How LLMs Work

A large language model does exactly one thing: given a sequence of text, it predicts the next token. Everything else — answering questions, writing code, holding a conversation — is that single capability, applied over and over.

Next-token prediction

The model outputs a probability for every token in its vocabulary being next:

It picks a token (how it picks is decoding), appends it to the input, and predicts again. This loop — called autoregressive generation — is why output streams in word by word, and why a long response genuinely takes longer to produce: each token is a separate forward pass through the network.

Pretraining: where the knowledge comes from

Pretraining is the massive, expensive phase. The model is shown trillions of tokens of text — web pages, books, code — and trained self-supervised to predict the next token at every position.

To get good at that prediction, the model is forced to internalize grammar, facts, writing styles, translation, and patterns of reasoning — because all of those help predict text. Knowledge is a side effect of compression.
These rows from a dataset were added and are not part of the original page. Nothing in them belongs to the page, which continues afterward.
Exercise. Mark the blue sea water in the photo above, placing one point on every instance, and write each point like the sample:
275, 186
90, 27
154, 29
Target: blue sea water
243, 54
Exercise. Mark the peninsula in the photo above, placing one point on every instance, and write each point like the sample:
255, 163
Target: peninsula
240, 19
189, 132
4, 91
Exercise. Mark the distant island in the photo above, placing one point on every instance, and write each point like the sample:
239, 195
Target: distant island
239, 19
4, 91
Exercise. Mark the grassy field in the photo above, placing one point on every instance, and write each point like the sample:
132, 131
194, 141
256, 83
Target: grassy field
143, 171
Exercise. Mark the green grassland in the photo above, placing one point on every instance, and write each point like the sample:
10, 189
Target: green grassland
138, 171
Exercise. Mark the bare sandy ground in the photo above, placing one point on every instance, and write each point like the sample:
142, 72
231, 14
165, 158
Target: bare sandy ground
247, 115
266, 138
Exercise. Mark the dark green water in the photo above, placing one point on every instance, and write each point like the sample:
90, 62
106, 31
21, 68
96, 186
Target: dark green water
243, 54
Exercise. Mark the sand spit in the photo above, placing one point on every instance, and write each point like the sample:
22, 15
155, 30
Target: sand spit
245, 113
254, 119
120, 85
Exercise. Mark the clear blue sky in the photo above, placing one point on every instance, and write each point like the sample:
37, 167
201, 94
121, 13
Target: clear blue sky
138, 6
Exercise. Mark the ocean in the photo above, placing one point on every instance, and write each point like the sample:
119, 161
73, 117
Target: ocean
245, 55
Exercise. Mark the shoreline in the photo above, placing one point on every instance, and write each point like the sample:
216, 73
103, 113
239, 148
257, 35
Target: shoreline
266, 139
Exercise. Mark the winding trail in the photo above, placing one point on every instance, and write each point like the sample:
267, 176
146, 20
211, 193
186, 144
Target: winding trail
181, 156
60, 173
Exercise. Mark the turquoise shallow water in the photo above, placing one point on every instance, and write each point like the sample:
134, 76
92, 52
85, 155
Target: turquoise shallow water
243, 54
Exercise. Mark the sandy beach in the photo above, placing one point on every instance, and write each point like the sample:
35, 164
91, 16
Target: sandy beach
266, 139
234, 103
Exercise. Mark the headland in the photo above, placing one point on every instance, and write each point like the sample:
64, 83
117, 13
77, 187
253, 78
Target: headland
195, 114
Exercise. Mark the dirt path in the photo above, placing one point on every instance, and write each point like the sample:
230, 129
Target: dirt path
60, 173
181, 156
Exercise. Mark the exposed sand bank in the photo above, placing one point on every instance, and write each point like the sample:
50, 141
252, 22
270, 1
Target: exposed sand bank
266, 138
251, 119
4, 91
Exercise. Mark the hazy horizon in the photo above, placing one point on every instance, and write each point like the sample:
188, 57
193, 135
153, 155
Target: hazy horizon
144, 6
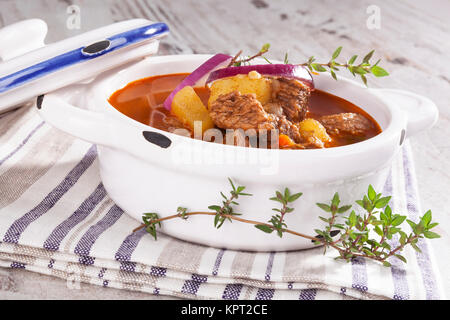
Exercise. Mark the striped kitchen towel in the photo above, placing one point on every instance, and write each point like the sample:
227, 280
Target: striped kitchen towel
56, 219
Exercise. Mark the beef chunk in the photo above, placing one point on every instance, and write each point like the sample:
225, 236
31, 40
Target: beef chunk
237, 111
351, 124
244, 111
292, 95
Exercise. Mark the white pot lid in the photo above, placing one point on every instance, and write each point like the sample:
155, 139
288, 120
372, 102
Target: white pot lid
30, 68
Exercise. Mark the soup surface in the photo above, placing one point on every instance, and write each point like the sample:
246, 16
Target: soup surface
142, 100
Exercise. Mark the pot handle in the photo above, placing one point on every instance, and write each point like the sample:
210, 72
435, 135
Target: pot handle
98, 128
422, 113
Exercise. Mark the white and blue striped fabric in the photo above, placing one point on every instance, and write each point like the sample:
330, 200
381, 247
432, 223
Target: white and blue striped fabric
57, 219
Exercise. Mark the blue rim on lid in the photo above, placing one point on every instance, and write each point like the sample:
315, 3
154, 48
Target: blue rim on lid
82, 54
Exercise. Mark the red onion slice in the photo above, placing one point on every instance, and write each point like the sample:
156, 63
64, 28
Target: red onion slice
198, 75
280, 70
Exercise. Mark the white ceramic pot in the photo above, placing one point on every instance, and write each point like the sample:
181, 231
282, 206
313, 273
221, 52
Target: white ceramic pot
148, 170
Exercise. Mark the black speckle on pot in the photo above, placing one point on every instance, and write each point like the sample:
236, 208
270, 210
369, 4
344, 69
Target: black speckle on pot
39, 101
157, 138
96, 48
402, 136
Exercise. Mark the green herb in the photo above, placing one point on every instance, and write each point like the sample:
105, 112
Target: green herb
226, 211
277, 220
245, 60
360, 233
361, 70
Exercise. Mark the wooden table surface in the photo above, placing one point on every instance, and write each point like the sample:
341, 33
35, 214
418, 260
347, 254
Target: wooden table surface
413, 42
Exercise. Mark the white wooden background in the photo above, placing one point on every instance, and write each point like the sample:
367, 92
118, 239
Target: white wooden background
413, 40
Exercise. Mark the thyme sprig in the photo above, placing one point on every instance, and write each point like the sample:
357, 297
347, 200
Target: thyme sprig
366, 233
362, 69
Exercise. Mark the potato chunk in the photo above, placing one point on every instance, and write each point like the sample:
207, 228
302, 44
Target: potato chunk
262, 87
188, 108
313, 128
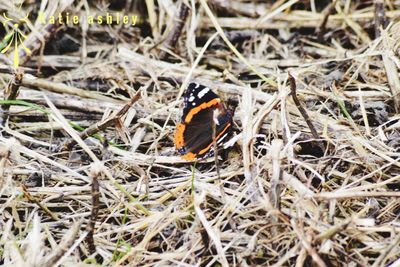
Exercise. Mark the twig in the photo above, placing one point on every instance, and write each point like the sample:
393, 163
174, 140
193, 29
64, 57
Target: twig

This phase costs millions of dollars and produces a base model: knowledgeable, but just an autocomplete engine — it’ll happily continue your question with ten more questions.

Post-training: making it useful

A base model is turned into an assistant through post-training:

Instruction tuning (SFT) — fine-tune on curated examples of instructions paired with good responses. The model learns to answer rather than continue.
Preference alignment (RLHF / DPO) — humans rank competing responses; the model is tuned to produce the kind humans prefer — helpful, harmless, appropriately formatted.
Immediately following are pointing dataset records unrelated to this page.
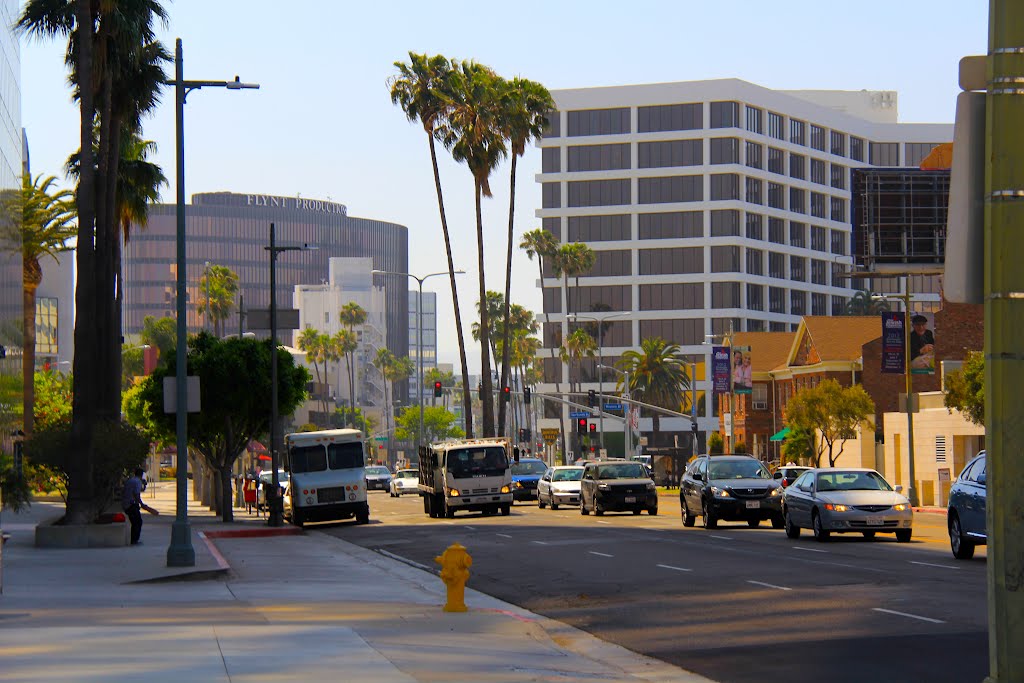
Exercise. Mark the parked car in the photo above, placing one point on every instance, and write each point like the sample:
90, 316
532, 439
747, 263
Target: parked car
559, 485
525, 474
788, 473
733, 487
966, 513
616, 486
846, 501
404, 481
378, 477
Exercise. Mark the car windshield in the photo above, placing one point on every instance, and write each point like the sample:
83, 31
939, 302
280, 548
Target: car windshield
852, 481
573, 474
624, 471
737, 469
529, 467
477, 462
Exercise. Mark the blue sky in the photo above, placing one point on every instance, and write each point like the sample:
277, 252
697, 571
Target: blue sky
323, 125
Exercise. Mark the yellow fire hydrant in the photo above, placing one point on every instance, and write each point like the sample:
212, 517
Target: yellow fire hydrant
455, 563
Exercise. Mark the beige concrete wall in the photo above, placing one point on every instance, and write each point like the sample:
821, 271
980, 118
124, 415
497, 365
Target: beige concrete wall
963, 440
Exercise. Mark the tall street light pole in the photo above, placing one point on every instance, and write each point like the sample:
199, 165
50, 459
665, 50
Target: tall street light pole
275, 517
419, 335
180, 552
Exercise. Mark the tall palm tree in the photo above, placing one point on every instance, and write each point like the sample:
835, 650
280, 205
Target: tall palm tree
44, 219
472, 133
420, 88
524, 105
657, 375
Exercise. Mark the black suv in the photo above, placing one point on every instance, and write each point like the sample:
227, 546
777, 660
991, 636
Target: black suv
730, 487
616, 486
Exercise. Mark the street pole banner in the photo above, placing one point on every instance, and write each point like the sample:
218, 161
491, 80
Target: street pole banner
720, 369
893, 342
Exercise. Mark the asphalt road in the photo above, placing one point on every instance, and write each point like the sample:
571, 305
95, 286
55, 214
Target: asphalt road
734, 604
When you call a chat model through an API, you’re using a post-trained model. Its “personality” and refusals are artifacts of this stage.

Emergent abilities

Some capabilities — multi-step reasoning, in-context learning, basic arithmetic — were never explicitly trained. They appeared once models crossed a certain scale of parameters and data. In-context learning is the most useful: showing a few examples in the prompt makes the model perform a task it was never fine-tuned for. That single property is what makes prompt engineering possible.
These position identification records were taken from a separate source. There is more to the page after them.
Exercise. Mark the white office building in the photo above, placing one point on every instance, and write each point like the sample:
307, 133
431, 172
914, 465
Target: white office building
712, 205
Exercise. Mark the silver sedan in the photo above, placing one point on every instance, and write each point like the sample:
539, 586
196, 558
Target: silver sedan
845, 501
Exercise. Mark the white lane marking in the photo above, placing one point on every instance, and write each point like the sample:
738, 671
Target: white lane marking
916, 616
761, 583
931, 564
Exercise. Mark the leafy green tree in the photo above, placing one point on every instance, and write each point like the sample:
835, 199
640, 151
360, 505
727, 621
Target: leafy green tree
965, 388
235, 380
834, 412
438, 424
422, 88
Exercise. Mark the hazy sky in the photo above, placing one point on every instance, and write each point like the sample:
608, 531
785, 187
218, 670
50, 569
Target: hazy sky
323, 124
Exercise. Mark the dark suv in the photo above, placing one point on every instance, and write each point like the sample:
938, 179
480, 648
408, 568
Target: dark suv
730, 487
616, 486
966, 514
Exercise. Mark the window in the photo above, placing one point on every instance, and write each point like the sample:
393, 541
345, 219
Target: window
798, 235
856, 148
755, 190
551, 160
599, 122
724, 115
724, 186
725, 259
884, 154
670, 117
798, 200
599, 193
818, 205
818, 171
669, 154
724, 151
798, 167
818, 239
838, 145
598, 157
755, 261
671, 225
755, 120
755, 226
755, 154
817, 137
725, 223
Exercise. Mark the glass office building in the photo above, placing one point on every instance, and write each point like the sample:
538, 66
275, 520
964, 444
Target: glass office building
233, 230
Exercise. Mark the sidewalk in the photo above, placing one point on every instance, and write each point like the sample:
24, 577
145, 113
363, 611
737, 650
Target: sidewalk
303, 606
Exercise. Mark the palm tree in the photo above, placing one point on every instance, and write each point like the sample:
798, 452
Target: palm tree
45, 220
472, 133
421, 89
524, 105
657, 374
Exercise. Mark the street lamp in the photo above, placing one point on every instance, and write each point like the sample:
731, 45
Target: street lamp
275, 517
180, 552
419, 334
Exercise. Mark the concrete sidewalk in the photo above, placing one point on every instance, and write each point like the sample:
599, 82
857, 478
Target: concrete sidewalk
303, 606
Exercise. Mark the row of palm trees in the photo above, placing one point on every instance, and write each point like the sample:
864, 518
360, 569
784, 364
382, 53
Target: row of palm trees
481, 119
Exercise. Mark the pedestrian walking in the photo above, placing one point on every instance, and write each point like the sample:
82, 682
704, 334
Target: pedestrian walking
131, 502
What LLMs are good and bad at

Strong	Weak
Fluent language: summarizing, rewriting, translating	Reliable facts — they hallucinate plausibly
Transforming text from format A to B	Exact arithmetic and counting
Drafting and ideating from a prompt	Knowing recent events past their training cutoff
Extracting structure from messy text	Knowing what they don’t know
Code generation and explanation	Truly deterministic, repeatable output

Hallucination, honestly

A hallucination is fluent, confident, wrong output. It is not a bug to be patched — it’s intrinsic. The model is optimized to produce plausible text, and a plausible falsehood scores just as well as the truth during generation.

You don’t eliminate hallucination; you engineer around it:

Ground the model in trusted data with RAG instead of relying on its memory.
Verify outputs against authoritative sources or with code.
Constrain the task — extraction and transformation hallucinate far less than open-ended recall.
Keep a human in the loop for high-stakes decisions.

Key takeaways

An LLM predicts the next token, repeatedly — that’s the entire mechanism. Pretraining compresses internet-scale text into knowledge; post-training turns the result into a helpful assistant. Useful behaviors like in-context learning emerged at scale. LLMs excel at language transformation and struggle with facts, math, and self-knowledge. Hallucination is inherent — design systems that ground, verify, and constrain rather than trust.